Por María del Socorro Sánchez Miramontes*
Barbie se encuentra más que nunca bajo los reflectores, la “Barbie-manía” se ha apoderado de los espacios pintándolos de color rosa y aunque una quisiera sustraerse a su influjo, suavecito, sin darnos cuenta, nos atrapa y remonta a nuestra infancia.
También en mi niñez era la muñeca más deseada, su belleza apabullante y el mundo perfecto que representaba nos hacía desearla a toda costa; sin embargo, para muchas niñas (donde me incluyo) era inimaginable tener una original, considerando las condiciones económicas en una familia con un padre obrero y cuatro hermanos.
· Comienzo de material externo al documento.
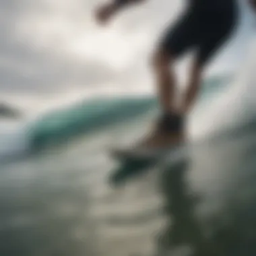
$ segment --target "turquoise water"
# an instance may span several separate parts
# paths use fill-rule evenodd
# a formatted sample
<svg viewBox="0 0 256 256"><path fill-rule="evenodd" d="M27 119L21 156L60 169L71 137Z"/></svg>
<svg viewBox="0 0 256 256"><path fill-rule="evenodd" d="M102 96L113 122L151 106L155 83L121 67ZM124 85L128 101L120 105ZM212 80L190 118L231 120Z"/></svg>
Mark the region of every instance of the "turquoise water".
<svg viewBox="0 0 256 256"><path fill-rule="evenodd" d="M256 255L256 116L175 162L121 164L107 149L150 127L145 100L139 115L1 166L0 255Z"/></svg>

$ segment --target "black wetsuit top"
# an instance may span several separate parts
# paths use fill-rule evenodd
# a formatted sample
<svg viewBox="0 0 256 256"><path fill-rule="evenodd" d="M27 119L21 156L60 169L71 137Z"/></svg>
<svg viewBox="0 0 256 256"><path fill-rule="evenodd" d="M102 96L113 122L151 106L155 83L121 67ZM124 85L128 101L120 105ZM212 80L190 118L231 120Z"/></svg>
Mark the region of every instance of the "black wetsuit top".
<svg viewBox="0 0 256 256"><path fill-rule="evenodd" d="M195 9L229 8L236 0L188 0L191 7Z"/></svg>

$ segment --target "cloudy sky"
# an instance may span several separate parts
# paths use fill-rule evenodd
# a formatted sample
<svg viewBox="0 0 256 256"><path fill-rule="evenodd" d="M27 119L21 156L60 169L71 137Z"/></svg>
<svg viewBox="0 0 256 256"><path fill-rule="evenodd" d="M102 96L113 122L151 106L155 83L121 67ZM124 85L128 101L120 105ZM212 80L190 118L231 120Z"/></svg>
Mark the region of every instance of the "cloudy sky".
<svg viewBox="0 0 256 256"><path fill-rule="evenodd" d="M75 98L97 90L152 90L151 51L184 1L148 1L121 13L107 28L93 17L102 1L0 0L0 98L30 104L39 96ZM255 22L248 7L243 9L228 50L209 72L236 68L245 55ZM184 73L185 66L181 62L179 71Z"/></svg>

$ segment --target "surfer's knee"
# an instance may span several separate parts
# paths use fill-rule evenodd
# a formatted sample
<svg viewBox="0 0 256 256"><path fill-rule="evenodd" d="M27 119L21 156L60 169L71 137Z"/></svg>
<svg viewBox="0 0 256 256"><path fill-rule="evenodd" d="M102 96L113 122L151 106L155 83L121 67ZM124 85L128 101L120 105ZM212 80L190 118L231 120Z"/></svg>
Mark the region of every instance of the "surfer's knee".
<svg viewBox="0 0 256 256"><path fill-rule="evenodd" d="M170 54L166 54L164 51L157 50L152 57L153 68L160 72L168 71L172 63L172 59Z"/></svg>

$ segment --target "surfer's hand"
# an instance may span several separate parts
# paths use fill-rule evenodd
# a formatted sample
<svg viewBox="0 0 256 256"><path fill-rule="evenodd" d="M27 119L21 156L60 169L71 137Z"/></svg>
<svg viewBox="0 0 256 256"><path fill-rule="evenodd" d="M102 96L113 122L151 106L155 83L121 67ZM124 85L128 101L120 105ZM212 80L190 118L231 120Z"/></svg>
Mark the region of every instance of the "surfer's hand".
<svg viewBox="0 0 256 256"><path fill-rule="evenodd" d="M107 23L111 18L121 9L126 5L133 3L139 3L144 2L146 0L123 0L113 1L100 6L96 11L96 18L97 21L100 24Z"/></svg>
<svg viewBox="0 0 256 256"><path fill-rule="evenodd" d="M115 11L116 8L112 3L102 5L96 11L96 20L101 24L106 24L113 16Z"/></svg>

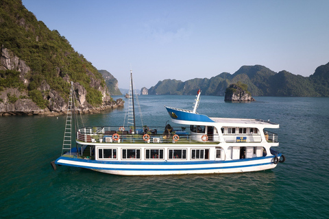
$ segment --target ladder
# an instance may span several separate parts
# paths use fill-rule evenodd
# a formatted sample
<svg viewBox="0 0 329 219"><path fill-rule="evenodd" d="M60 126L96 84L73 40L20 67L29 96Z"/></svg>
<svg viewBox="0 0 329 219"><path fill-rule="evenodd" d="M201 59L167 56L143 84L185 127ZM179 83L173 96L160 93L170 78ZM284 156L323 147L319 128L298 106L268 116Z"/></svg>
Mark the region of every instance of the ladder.
<svg viewBox="0 0 329 219"><path fill-rule="evenodd" d="M70 96L67 107L66 122L65 123L65 130L64 131L63 146L62 148L62 155L69 152L72 148L72 110L73 107L73 83L71 82Z"/></svg>

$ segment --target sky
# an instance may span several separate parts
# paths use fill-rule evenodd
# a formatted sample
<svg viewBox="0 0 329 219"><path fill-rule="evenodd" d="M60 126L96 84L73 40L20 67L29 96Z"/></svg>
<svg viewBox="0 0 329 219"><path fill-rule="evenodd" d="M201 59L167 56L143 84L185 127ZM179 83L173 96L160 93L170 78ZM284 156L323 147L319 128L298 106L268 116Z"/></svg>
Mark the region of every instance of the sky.
<svg viewBox="0 0 329 219"><path fill-rule="evenodd" d="M329 62L327 0L23 0L129 88L260 64L308 77Z"/></svg>

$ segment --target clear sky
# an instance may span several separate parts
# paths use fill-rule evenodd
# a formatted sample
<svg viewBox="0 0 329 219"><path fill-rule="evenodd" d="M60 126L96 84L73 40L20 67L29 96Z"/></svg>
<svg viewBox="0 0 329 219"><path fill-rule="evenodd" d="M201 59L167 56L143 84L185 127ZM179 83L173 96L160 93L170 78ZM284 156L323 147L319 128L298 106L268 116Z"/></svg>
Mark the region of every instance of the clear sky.
<svg viewBox="0 0 329 219"><path fill-rule="evenodd" d="M23 0L129 88L260 64L309 76L329 62L329 1Z"/></svg>

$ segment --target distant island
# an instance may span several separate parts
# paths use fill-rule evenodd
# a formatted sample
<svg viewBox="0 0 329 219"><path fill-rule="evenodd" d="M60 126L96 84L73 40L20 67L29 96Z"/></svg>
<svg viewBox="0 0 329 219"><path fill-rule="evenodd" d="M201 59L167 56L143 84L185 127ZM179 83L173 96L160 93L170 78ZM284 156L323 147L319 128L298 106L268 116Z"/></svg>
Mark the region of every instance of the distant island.
<svg viewBox="0 0 329 219"><path fill-rule="evenodd" d="M224 96L229 85L238 81L246 84L254 96L329 96L329 63L317 67L310 77L286 70L276 73L260 65L243 66L233 75L223 73L210 79L160 81L147 92L151 95L193 95L200 88L204 95Z"/></svg>
<svg viewBox="0 0 329 219"><path fill-rule="evenodd" d="M230 102L249 102L254 101L252 94L248 91L246 84L238 81L237 83L232 83L225 91L225 101Z"/></svg>

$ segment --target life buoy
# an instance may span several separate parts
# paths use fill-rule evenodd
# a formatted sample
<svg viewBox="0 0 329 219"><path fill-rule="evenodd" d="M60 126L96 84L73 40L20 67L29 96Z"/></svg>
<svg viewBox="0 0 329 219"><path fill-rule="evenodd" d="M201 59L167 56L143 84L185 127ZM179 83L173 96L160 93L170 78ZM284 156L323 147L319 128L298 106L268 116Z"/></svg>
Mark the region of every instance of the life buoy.
<svg viewBox="0 0 329 219"><path fill-rule="evenodd" d="M149 140L149 136L147 134L145 134L143 136L143 140L144 140L145 142L148 141Z"/></svg>
<svg viewBox="0 0 329 219"><path fill-rule="evenodd" d="M282 158L282 159L281 159ZM281 157L280 157L279 162L283 163L286 160L286 157L284 157L284 155L281 155Z"/></svg>
<svg viewBox="0 0 329 219"><path fill-rule="evenodd" d="M115 133L113 134L113 136L112 136L112 138L114 141L117 142L120 139L120 136L118 133Z"/></svg>
<svg viewBox="0 0 329 219"><path fill-rule="evenodd" d="M206 142L206 141L208 141L208 136L207 135L203 135L202 137L201 137L201 139L204 142Z"/></svg>

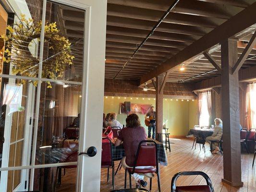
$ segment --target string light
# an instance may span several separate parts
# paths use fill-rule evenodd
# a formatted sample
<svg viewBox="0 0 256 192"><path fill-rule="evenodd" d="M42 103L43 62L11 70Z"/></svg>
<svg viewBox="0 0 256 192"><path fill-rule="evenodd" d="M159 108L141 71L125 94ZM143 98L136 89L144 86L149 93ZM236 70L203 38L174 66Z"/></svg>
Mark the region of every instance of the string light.
<svg viewBox="0 0 256 192"><path fill-rule="evenodd" d="M184 67L184 64L181 64L181 68L180 68L180 71L184 71L185 70L185 68Z"/></svg>

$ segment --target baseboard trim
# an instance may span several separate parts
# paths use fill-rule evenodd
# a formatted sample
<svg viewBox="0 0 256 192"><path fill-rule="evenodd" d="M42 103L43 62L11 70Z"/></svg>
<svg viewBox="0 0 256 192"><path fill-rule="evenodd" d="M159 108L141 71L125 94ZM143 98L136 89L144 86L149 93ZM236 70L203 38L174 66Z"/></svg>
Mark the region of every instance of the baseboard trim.
<svg viewBox="0 0 256 192"><path fill-rule="evenodd" d="M169 138L176 139L187 139L187 138L184 135L170 135Z"/></svg>
<svg viewBox="0 0 256 192"><path fill-rule="evenodd" d="M221 179L221 181L225 183L228 184L232 187L243 187L244 186L244 182L231 182L229 180L226 180L224 179Z"/></svg>

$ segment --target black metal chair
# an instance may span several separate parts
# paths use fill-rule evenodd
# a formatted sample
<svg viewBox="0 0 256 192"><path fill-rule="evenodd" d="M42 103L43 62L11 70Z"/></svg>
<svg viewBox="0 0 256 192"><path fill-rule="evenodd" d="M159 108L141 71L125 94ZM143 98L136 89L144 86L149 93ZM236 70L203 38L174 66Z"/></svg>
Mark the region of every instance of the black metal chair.
<svg viewBox="0 0 256 192"><path fill-rule="evenodd" d="M176 186L176 181L179 177L190 175L201 175L203 176L206 180L207 185L182 186ZM207 174L202 171L183 171L177 173L172 177L171 187L171 192L214 192L211 180Z"/></svg>
<svg viewBox="0 0 256 192"><path fill-rule="evenodd" d="M253 167L254 165L254 161L255 160L255 156L256 156L256 145L254 147L254 156L253 156Z"/></svg>
<svg viewBox="0 0 256 192"><path fill-rule="evenodd" d="M149 192L149 191L146 189L136 188L119 189L118 190L111 191L110 192Z"/></svg>

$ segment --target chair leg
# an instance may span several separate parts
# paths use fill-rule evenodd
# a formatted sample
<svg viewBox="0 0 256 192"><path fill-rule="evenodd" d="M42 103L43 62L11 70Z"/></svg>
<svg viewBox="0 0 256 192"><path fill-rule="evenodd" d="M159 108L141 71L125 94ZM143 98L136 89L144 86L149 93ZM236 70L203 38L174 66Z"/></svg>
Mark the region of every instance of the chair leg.
<svg viewBox="0 0 256 192"><path fill-rule="evenodd" d="M115 175L116 175L116 174L117 173L117 171L118 171L118 169L119 168L119 167L120 167L121 166L121 161L120 161L120 162L119 163L119 164L118 164L118 166L117 167L117 168L116 169L116 172L115 173Z"/></svg>
<svg viewBox="0 0 256 192"><path fill-rule="evenodd" d="M115 166L114 165L112 166L112 185L113 185L113 190L115 189Z"/></svg>
<svg viewBox="0 0 256 192"><path fill-rule="evenodd" d="M109 178L110 176L110 167L108 167L108 176L107 176L107 182L109 182Z"/></svg>
<svg viewBox="0 0 256 192"><path fill-rule="evenodd" d="M150 181L149 181L149 191L151 191L151 190L152 190L152 177L150 178Z"/></svg>
<svg viewBox="0 0 256 192"><path fill-rule="evenodd" d="M161 192L161 187L160 186L160 178L159 177L159 174L158 173L157 173L157 175L158 176L158 191L159 192Z"/></svg>
<svg viewBox="0 0 256 192"><path fill-rule="evenodd" d="M61 184L61 168L59 168L58 183L59 186Z"/></svg>
<svg viewBox="0 0 256 192"><path fill-rule="evenodd" d="M130 184L130 189L132 189L132 177L131 176L131 173L129 173L129 180Z"/></svg>
<svg viewBox="0 0 256 192"><path fill-rule="evenodd" d="M126 169L124 170L124 189L126 189L126 177L127 175L127 170Z"/></svg>
<svg viewBox="0 0 256 192"><path fill-rule="evenodd" d="M220 153L221 154L221 155L223 156L223 154L222 153L222 149L221 149L221 146L219 143L219 151L220 151Z"/></svg>
<svg viewBox="0 0 256 192"><path fill-rule="evenodd" d="M256 151L254 152L254 156L253 156L253 167L254 165L254 161L255 160L255 155L256 155Z"/></svg>
<svg viewBox="0 0 256 192"><path fill-rule="evenodd" d="M194 144L195 144L195 139L194 139L193 145L192 146L192 149L193 149L193 147L194 147Z"/></svg>
<svg viewBox="0 0 256 192"><path fill-rule="evenodd" d="M244 142L244 145L245 146L245 148L246 149L246 151L247 153L249 154L250 153L249 153L249 150L248 149L248 147L247 146L247 144L245 143L245 142Z"/></svg>

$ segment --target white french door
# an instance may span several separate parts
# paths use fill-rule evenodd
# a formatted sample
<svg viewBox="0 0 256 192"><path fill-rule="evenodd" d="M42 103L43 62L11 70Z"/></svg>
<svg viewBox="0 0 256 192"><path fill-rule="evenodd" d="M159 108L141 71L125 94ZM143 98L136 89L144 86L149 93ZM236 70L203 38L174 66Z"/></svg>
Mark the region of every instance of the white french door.
<svg viewBox="0 0 256 192"><path fill-rule="evenodd" d="M31 41L28 51L20 47L18 50L6 42L5 49L11 50L6 56L11 58L11 62L4 64L0 74L2 86L12 82L16 86L22 84L23 88L21 104L12 113L8 110L15 99L3 103L4 94L2 89L1 91L1 105L7 109L0 189L8 192L58 191L61 188L56 187L56 168L76 165L72 175L76 177L76 182L69 191L99 192L102 122L99 120L102 119L103 106L107 0L4 0L4 4L14 13L14 16L12 15L13 22L20 24L21 21L32 18L31 22L42 23L39 36L27 38ZM56 45L51 45L49 40L49 24L55 24L58 35L68 39L70 44L67 49L55 51ZM54 26L52 29L54 31ZM60 55L62 59L66 57L63 51L68 49L67 54L73 57L72 66L64 67L62 75L55 79L46 75L46 70L49 74L51 70L55 75L60 73L57 72L58 62L54 58ZM24 53L25 57L18 57L20 53ZM34 66L26 70L31 70L30 73L24 70L14 75L12 67L17 64L15 60L31 56L38 61L35 65L38 68L36 75L28 75L33 72ZM60 67L65 64L62 62ZM77 148L72 148L65 146L68 142L63 138L63 133L79 114L79 139L75 140ZM98 153L94 157L76 155L76 158L65 161L66 156L65 159L58 156L60 153L56 155L59 149L53 149L53 143L62 145L60 148L64 151L60 151L65 153L71 150L73 154L75 154L73 150L77 150L77 154L86 152L91 146L96 147Z"/></svg>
Pero bueno… ¡Los papás! Esos seres que amamos y hacen lo indecible por sus hijos, cumplieron el deseo de su tercera hija y en una Navidad recibí el anhelado juguete. Se trataba de la Barbie peinado mágico, la cual venía con varios accesorios que permitían peinar de mil maneras sus rubios, sedosos y largos cabellos. Esos días de juego bastaron para darme cuenta que la diversión estaba en un mundo que no era color de rosa, que hacer peinados para una muñeca no se comparaba con las tardes que pasaba con mi hermano intentando aprender a montar la bicicleta, o que nos escapábamos para irnos a bañar al tanque escondiéndonos de mi mamá, o los deliciosos momentos en que con unas poquitas monedas podía rentar los cuentitos de Kalimán y de Archie en la plaza de Ixtlán del Río. Barbie quedó en el olvido.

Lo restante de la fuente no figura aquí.